Angel Lam grew up in Hong Kong and Los Angeles and received her doctorate degree from Peabody Conservatory at Johns Hopkins University. A recipient of numerous and prestigious scholarships and awards, Lam’s compositions have been performed around the world. Empty Mountain, Spirit Rain was the first of three commissions for Carnegie Hall. Dedicating this piece “to a memory of my grandmother,” Lam provides the following personal note:

“Thirty minutes passed but Grandma still hadn’t arrived. My kindergarten sat on top of a hill, overlooking a narrow street with a muddy pedestrian pathway alongside traffic. It was another hot summer day; the aggressive sun seemed to slow my time but activated the scenery in front of me. Trees moved in the heat like monsters stretching their palms; pedestrians walked slowly, dragged by their long shadows.

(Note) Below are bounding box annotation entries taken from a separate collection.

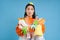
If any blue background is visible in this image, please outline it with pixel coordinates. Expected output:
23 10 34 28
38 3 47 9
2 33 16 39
0 0 60 40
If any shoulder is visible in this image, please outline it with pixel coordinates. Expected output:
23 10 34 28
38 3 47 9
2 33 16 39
18 18 24 21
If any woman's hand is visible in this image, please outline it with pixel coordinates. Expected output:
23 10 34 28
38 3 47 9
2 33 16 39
39 18 45 24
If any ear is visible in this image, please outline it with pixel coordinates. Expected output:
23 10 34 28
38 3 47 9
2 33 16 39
39 18 45 24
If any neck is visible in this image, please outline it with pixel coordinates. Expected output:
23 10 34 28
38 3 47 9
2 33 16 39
27 16 32 18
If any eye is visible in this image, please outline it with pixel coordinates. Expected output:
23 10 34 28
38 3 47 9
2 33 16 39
27 8 30 10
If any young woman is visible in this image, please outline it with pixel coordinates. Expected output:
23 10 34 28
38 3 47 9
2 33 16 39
16 2 44 40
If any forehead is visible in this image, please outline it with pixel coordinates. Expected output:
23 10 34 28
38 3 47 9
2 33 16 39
27 5 33 8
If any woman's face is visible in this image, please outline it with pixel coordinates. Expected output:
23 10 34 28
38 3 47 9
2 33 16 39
26 6 34 17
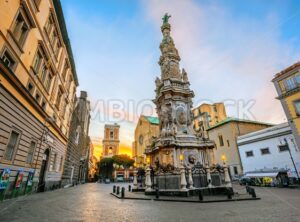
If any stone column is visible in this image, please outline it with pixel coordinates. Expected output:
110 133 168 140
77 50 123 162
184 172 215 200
188 167 195 190
224 164 232 187
146 166 152 191
133 169 138 189
180 165 187 191
205 164 212 188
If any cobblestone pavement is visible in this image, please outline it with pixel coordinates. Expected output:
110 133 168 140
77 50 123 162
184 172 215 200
0 183 300 222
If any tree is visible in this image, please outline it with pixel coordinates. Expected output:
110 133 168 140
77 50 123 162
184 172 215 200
99 158 114 178
112 154 134 168
98 154 134 179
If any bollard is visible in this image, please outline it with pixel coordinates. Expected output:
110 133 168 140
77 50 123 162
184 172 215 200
250 188 256 198
199 190 203 201
246 185 250 193
155 188 159 199
227 189 232 200
121 187 125 198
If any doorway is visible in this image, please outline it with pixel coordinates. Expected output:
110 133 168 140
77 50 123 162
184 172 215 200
37 149 50 192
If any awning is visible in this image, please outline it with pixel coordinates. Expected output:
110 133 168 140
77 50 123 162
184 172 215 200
245 172 279 178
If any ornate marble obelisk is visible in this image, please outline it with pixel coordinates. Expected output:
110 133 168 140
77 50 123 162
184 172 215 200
146 14 214 171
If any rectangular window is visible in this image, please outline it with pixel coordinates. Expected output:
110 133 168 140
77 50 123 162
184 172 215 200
233 166 239 175
59 156 64 171
246 150 254 157
295 73 300 84
41 100 46 110
34 92 41 103
45 14 54 35
62 60 69 81
293 100 300 116
27 82 34 95
53 38 61 58
52 153 57 171
13 13 29 46
45 72 52 92
33 50 43 73
26 141 36 163
219 135 224 146
56 88 63 109
40 65 48 84
50 30 57 47
33 0 41 8
278 144 289 152
4 131 20 160
2 50 16 69
260 148 270 155
285 76 297 90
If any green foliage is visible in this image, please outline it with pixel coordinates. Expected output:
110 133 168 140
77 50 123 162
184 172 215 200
112 154 134 168
98 154 134 179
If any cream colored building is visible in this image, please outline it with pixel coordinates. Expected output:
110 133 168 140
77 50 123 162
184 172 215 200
192 103 227 134
207 118 272 176
102 123 120 158
272 62 300 150
0 0 78 191
132 115 159 164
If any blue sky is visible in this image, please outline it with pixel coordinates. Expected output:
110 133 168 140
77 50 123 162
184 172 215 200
62 0 300 153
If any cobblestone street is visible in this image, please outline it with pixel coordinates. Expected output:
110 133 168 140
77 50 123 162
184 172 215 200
0 183 300 222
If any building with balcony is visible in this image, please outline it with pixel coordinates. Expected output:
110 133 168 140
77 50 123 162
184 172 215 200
237 123 300 181
272 62 300 150
132 115 159 164
0 0 78 196
62 91 89 186
207 118 272 177
102 123 120 158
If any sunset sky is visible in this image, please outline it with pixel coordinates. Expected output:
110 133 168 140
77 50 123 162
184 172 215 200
62 0 300 157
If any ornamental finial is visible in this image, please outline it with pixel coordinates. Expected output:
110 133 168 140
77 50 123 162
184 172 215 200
162 13 171 25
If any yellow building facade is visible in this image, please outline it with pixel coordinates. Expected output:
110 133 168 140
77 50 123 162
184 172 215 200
192 103 227 131
102 123 120 158
132 115 159 164
207 118 272 177
0 0 78 194
272 62 300 150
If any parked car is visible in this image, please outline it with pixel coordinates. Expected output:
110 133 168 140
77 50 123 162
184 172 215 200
116 177 124 182
239 177 254 185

Suddenly, it rained, but the sun still shone. I decided to run home. I was only five. I sprinted down that busy street, people were shouting behind me, like low-pitched murmurings of ancient emperors. The sounding of horns screamed sharply with long mystic tails . . .

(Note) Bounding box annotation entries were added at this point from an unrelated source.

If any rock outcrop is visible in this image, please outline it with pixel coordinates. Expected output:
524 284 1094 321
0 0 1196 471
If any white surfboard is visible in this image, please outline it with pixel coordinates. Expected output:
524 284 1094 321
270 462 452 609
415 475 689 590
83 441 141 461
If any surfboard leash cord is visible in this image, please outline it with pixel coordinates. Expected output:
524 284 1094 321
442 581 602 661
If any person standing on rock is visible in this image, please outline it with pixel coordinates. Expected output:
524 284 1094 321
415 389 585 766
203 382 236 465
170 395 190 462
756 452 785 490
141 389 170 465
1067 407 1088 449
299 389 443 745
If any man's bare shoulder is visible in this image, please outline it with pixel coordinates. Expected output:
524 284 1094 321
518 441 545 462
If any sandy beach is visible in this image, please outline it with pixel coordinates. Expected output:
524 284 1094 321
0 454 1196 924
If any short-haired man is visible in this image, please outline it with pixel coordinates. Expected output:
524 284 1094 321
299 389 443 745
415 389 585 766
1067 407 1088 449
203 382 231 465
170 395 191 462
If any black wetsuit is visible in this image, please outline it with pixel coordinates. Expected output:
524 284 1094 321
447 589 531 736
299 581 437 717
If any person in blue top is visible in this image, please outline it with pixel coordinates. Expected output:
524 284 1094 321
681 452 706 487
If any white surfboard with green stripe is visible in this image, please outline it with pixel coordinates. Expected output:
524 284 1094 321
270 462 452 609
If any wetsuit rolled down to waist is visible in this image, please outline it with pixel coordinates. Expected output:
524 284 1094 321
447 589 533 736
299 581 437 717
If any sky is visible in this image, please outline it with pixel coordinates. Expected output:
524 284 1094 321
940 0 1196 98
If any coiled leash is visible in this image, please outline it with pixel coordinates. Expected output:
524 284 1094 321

When a distant temple bell drummed, I saw Grandma—her peaceful smile, and an air of gracefulness that is memorable to this day. This time she seemed bigger … when I reached out to touch her, she floated through me and I turned around, the sun shone directly into my eyes, and Grandma disappeared into the core of the afternoon sun. The evening sun suddenly closed, and rain stopped.

When I got home, everybody was crying, but I did not cry. I went to my little desk and started a letter:

Dear Grandma . . .”

Jugalbandi is the Sanskrit term for duet. In tonight’s duet, the audience will experience, along with Kayhan Kalhor (playing kamancheh, or Persian spike fiddle) and Sandeep Das (playing tabla, or Indian drums), a journey without notation, based on an improvisation that is crafted in the moment. Persian and Indian collaboration and influence can be traced back to the thirteenth century. In fact, according to Das, “at times the two musical traditions are so closely intertwined that it is difficult to distinguish one from the other.” When Kalhor and Das first played together, Das reflects, it felt like “a meeting of two lost cousins.” Today, that journey of musical discovery and joy still permeates the soul of their music making.

Tonight’s concert closes with a Suite from Book of Angels made up of short pieces by the prolific and often avant-garde American composer John Zorn, whose distinctive music reflects lifelong influences ranging from jazz to cinema, and from classical to klezmer and rock. Zorn’s Book of Angels is the second in a series of collections that form his Masada project, an experiment in Jewish musical styles inspired by the composer’s own heritage. In exploring this collection, Ensemble members drew on their own respective musical interests from around the world to arrange individual songs from diverse and sometimes unexpected cultural perspectives. Arrangements by Mike Block, Shanir Ezra Blumenkranz, Johnny Gandelsman, Kayhan Kalhor, Cristina Pato and Shane Shanahan have so far contributed to this ongoing venture.